Curioso fim teve o procurador geral da minúscula e
desconhecida localidade de Tribunas, o Dr. Roberval Quintiliano-das-Vênias,
algo que poderíamos chamar de ‘O epílogo de um crápula-honesto’, manchete que
de fato circulou pelas esquinas da cidade no dia seguinte ao ocorrido. Crápula,
explicamos, porque ele, o Dr. Roberval Quintiliano-das-Vênias, o procurador
geral da minúscula e desconhecida localidade de Tribunas, andava rigorosamente
nas alamedas da lei – coisa de uma desonestidade atroz -, e honesto,
completamos, porque sabia, o mesmo Dr. Roberval, que todos os seus clientes
formavam a pior matilha de crápulas já vista não somente na minúscula e desprezível
Tribunas, mas também por toda a superfície respirável e irrespirável dessa
crosta terrestre. Eram famosos, diziam, os discursos inflamados do procurador
geral da ínfima e descartável localidade de Tribunas, não existia um só corpo
de jurados que não se convencesse dos argumentos do magistrado, havendo por fim
a soltura de qualquer desgraçado assassino que sentasse suas nádegas
declaradamente culpadas no banco dos réus. Quem desejasse assaltar um banco,
estuprar uma virgem pura, desviar verbas de obras públicas, enfim, quem
estivesse a fim de cometer os mais bárbaros crimes, delitos e atos
infracionais, deveria, antes, consultar a agenda do Dr. Roberval
Quintiliano-das-Vênias, o procurador geral da pacata e destemperada localidade
de Tribunas, para ver se o eminente advogado, estando livre, e depois do ato
consumado, pudesse libertá-los das agruras da penitenciária, recorrendo, como
sempre procedia, às epístolas morais redigidas pela lei de direito maior.

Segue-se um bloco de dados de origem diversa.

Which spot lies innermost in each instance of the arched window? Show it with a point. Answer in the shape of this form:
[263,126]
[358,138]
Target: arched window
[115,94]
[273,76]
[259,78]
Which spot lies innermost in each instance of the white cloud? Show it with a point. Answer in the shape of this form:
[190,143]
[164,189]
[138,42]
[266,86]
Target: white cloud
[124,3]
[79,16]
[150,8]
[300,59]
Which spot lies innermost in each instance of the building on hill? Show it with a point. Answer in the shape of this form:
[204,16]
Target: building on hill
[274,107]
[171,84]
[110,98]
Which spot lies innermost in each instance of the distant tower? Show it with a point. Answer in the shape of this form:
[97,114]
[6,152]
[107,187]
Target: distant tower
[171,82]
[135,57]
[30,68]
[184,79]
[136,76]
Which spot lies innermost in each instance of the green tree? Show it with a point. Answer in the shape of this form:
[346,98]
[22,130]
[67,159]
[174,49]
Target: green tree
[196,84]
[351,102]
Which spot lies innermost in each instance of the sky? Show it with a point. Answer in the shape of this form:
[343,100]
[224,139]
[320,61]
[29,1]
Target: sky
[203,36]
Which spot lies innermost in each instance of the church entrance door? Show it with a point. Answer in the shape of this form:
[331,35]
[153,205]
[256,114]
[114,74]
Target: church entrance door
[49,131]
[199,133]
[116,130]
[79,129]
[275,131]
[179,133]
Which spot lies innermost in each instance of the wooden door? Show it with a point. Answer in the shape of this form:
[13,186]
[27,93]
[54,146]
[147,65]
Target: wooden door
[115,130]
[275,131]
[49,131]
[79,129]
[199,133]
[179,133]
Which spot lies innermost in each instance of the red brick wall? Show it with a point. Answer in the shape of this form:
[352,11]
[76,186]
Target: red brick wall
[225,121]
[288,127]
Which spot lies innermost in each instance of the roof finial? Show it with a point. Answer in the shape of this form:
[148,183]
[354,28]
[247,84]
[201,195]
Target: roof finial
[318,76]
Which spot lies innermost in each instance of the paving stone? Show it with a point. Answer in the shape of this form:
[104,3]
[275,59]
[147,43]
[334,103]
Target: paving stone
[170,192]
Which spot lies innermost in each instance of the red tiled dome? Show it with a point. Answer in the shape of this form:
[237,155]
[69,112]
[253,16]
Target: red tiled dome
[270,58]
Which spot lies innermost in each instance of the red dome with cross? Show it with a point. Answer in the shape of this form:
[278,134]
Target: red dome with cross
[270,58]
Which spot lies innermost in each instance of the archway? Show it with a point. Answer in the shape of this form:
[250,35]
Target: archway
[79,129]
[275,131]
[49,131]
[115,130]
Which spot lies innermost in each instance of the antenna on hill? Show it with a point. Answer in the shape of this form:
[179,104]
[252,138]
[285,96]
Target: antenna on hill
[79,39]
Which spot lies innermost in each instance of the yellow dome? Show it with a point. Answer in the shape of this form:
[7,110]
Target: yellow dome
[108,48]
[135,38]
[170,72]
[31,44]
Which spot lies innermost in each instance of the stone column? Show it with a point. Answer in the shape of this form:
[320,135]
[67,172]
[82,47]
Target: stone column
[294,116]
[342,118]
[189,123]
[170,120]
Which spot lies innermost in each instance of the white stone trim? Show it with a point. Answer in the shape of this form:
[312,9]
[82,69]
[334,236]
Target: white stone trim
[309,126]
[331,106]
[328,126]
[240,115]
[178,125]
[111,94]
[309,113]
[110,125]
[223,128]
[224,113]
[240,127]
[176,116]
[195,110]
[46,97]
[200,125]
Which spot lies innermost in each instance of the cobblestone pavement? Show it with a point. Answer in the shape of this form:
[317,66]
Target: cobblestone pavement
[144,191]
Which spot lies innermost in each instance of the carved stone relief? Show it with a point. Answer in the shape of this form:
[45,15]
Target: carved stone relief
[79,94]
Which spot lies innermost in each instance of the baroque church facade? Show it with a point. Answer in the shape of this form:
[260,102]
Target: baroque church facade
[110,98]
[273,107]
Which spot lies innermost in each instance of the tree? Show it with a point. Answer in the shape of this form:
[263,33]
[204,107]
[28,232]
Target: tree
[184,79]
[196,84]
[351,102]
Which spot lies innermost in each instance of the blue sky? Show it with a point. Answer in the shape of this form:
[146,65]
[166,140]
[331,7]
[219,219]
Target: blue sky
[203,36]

Ocorreu, no entanto, certa vez e inesperadamente, diga-se, que um pobre diabo
inocente de tudo, o Sr. José Galindo-Lazarento, fosse preso, acusado de roubar
uma galinha do vizinho – ela própria, a galinha em questão, uma desgraçada sem
penas, já próxima do ocaso de seus dias, e só dizemos isso porque seria no
mínimo curioso o Sr. José Galindo-Lazarento optar por surrupiar a Glória – esse
era o nome da galinha vítima do suposto sequestro, haja vista que havia outras
bem mais polpudas, nada raquíticas e despenadas, que bem serviriam para uma
refeição mais digna, caso, claro, tenhamos como hipótese o hipotético roubo
para fins estomacais, imaginando ainda que a Glória tivesse sido de fato
subtraída, e ainda sob as garras do pobre diabo inocente de tudo, o Sr. José
Galindo-Lazarento . O que se sabe é que o caso foi parar, coisa que nunca se
soube como, nas mãos habilidosas do Dr. Roberval Quintiliano-das-Vênias, o
procurador geral da desértica e insalubre localidade de Tribunas. Indignado com
tamanha pureza do seu mais novo cliente, o eminente magistrado, acostumado com
a complexidade das escuras psicologias dos seus réus assassinos, não soube como
proceder, já que não havia como suspeitar que o pobre diabo tivesse alguma
culpa no cartório. No dia do julgamento, com o tribunal lotado de espectadores
para acompanhar mais uma ilustre performance do Dr. Das-Vênias, o referido
advogado, acometido por depressões profundas, subiu ao púlpito de defesa - ao
lado da estátua da senhora cega, portadora da balança da justiça -, e num gesto
teatral despejou cicuta num copo d’água e se matou, não sem antes declarar:
‘Não há pecado maior nessa vida do que ser inocente! A culpa é desse homem
(apontando para o Sr. José Galindo-Lazarento)’.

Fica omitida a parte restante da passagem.